Oxford Dictionaries calls expresso ‘incorrect’, but the OED, Merriam-Webster, American Heritage Dictionary, and Macmillan Dictionary all list it neutrally as a variant, meaning it also lists “expresso” as another form of the word. In a search of words published in Google Books, “expresso” seems like it’s more acceptable in British English than in American English, although it’s definitely in the minority in both regions.
Copy-editors and proofreaders will keep the variant spelling’s numbers down somewhat in published texts, but in speech and casual writing you can expect it to hold its own. If expresso continues to establish itself in general usage, it will eventually be accepted as standard by all but the most conservative critics.
In France, you order an "expresso."
If you spell espresso as: esspreso, exspresso, espreso, expreso or anything that is not espresso, you should just stick to American coffee.
When people spell espresso as esspreso, exspresso, espreso, expreso or esspreso it infuriates others. It’s a total disrespect to espresso and even expresso at that! We would rather see it spelt expresso than esspreso, exspresso, espreso, expreso or esspreso to be totally honest. But if you spell it correct, espresso, we will be very happy and so will literally everyone else around you. Espresso is a sanctuary that cannot be tampered with.
What is espresso? Espresso is a noun. It refers to a type of coffee that is brewed with hot, pressurized water and finely ground coffee beans.
Espresso has a stronger flavor than other types of brewed coffee and is generally thicker. It also has more caffeine. However, servings of espresso are much smaller than servings of other coffee drinks, negating the caffeine advantage.
Here are some examples of espresso in a sentence.
Espresso is an Italian invention, with the first machines developed in Italy around the dawn of the 21st century. Over the next 100 years, coffee drinkers all over the world began to love the powerful drink, too.
What is expresso? Expresso is a spelling variant of espresso. The French spell the word this way, but in America, it originated as a misspelling. It is such a common mistake in spoken English that many speakers don’t recognize it as nonstandard. Indeed, some dictionaries even list it as an alternative spelling.

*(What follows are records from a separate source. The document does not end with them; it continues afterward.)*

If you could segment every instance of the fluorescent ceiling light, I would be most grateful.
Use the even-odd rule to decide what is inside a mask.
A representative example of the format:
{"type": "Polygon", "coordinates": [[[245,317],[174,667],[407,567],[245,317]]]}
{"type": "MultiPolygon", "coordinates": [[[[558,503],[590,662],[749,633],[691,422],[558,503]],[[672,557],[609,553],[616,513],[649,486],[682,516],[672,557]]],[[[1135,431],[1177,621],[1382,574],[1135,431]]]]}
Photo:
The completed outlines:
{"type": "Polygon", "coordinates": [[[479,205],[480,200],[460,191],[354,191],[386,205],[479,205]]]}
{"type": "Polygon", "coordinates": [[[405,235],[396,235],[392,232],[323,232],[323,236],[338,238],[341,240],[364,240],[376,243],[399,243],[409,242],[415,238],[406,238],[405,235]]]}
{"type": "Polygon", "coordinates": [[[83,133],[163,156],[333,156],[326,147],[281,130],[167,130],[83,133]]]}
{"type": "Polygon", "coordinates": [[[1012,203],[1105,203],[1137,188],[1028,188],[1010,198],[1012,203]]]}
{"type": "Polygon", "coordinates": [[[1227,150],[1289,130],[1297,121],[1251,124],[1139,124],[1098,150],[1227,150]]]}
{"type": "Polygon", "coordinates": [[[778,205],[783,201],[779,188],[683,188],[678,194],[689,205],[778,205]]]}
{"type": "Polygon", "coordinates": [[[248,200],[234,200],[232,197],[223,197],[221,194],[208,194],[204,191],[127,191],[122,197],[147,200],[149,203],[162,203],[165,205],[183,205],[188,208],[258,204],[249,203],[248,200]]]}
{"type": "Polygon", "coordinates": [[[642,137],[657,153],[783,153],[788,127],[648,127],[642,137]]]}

While espresso is closer to the original Italian, expresso still closely approximates its meaning. The word express can refer to speed, but it can also refer to individual service (like the phrase expressly for you). Both of these meanings are carried over from the Italian term.
Many English users (especially the kind who become editors) still view expresso is a misspelling, though. Unless you have a good reason to use expresso, you should avoid it.
If you are writing for an English audience, you should use espresso. Expresso is still not universally recognized as an alternative spelling, although its acceptance may grow in the coming years.
Remember that espresso has an extra S, like the word sip. The proper way to drink espresso is to sip it, preferably with an air of elitist pretension. By linking espresso with sip in your mind, you will always know how to spell both of these words.
Is it expresso or espresso? Espresso is a noun that refers to a certain type of coffee.
It’s a thing that I know irritates a lot of people, so it’s best to stick to the “espresso" pronunciation, unless your goal is to annoy people. It will make you fit in more with Italians and their culture, and make you stick out less like a sore thumb when ordering an espresso in Italy. If you are writing in English, you should, only ever use espresso.
Remember, it’s not expresso, esspreso, exspresso, espreso, expreso or esspreso, it’s ESPRESSO!